Connected devices and the IoT (Internet of Things) could have a big impact on the construction industry in the year ahead. Contractors are able to use the technology to connect assets at the jobsite and build some intelligence into the buildings being constructed. But does your company understand how to unlock the business value of these devices?

Long before the average business person became aware of how different devices could link together and to the cloud, the M2M industry has been preparing for an IoT explosion. As a broad spectrum of connected devices collect increasingly vast amounts of data, one of the ongoing challenges is turning raw data into real business value.

A recent whitepaper from Beecham Research,, London, England, and Oracle,, Redwood City, Calif., explores the issue. The report, entitled “Unlocking Your Business Value: Leveraging Java on Devices,” suggests growth in IoT opens up many service-driven opportunities; it delivers increased efficiencies, better customer value, and even improved quality of life. But it also suggests that in order to realize the full potential of what M2M and IoT have to offer, the industry must take a second look at the way it builds devices.
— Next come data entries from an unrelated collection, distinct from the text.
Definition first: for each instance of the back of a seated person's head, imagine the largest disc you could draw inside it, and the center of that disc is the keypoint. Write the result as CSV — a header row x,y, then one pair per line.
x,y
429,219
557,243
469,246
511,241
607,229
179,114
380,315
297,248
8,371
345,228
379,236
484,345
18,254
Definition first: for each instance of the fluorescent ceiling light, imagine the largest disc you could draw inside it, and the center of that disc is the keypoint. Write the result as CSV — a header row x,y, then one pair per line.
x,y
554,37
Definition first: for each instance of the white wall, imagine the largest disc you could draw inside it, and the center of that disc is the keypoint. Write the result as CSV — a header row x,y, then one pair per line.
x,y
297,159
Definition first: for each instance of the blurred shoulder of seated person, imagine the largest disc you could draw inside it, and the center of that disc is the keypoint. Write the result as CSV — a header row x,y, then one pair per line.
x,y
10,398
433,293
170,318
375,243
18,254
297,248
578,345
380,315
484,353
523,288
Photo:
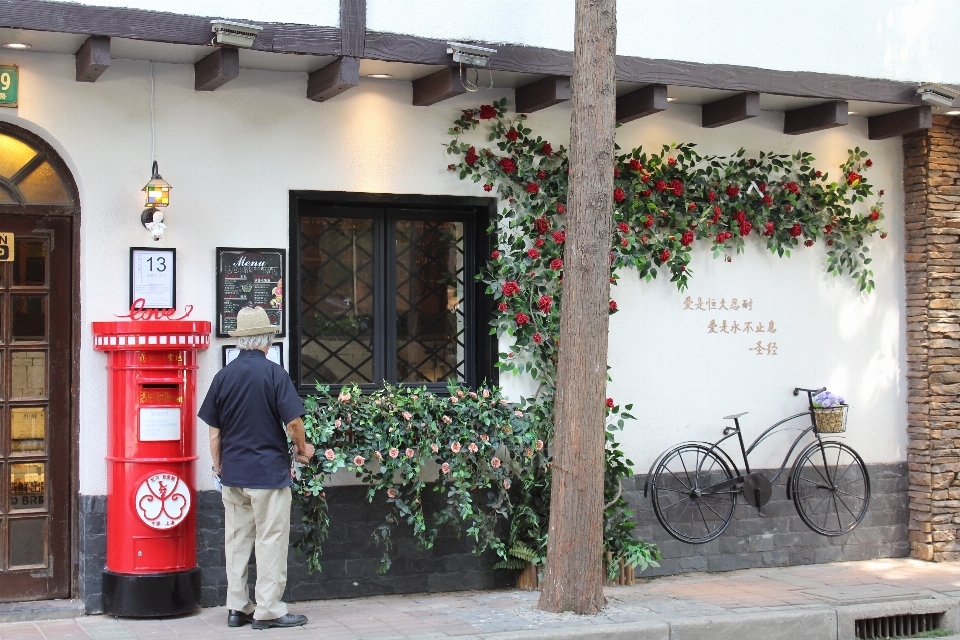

The report highlights Oracle’s Java technology, an application platform that Oracle says can help develop functional, reliable, portable, and secure solutions for embedded devices. Beecham’s analysis suggests that as value shifts from hardware to software, technology solutions like Java can not only provide higher efficiencies and lower costs, they can open the door for devices to contribute better data.

Ultimately, when devices are more intelligent, remotely updateable, and capable of making the best “local decisions” possible, it drives better decisionmaking. In other words, it helps construction companies unlock the true potential of their connected devices, extracting the highest level of business value from their current deployment.

As construction companies look to maximize their current investments—and as new IoT deployments expand in areas such as the jobsite, smart buildings, and smart homes, among others—businesses will continue to face challenges such as time-to-market, security, and reliability.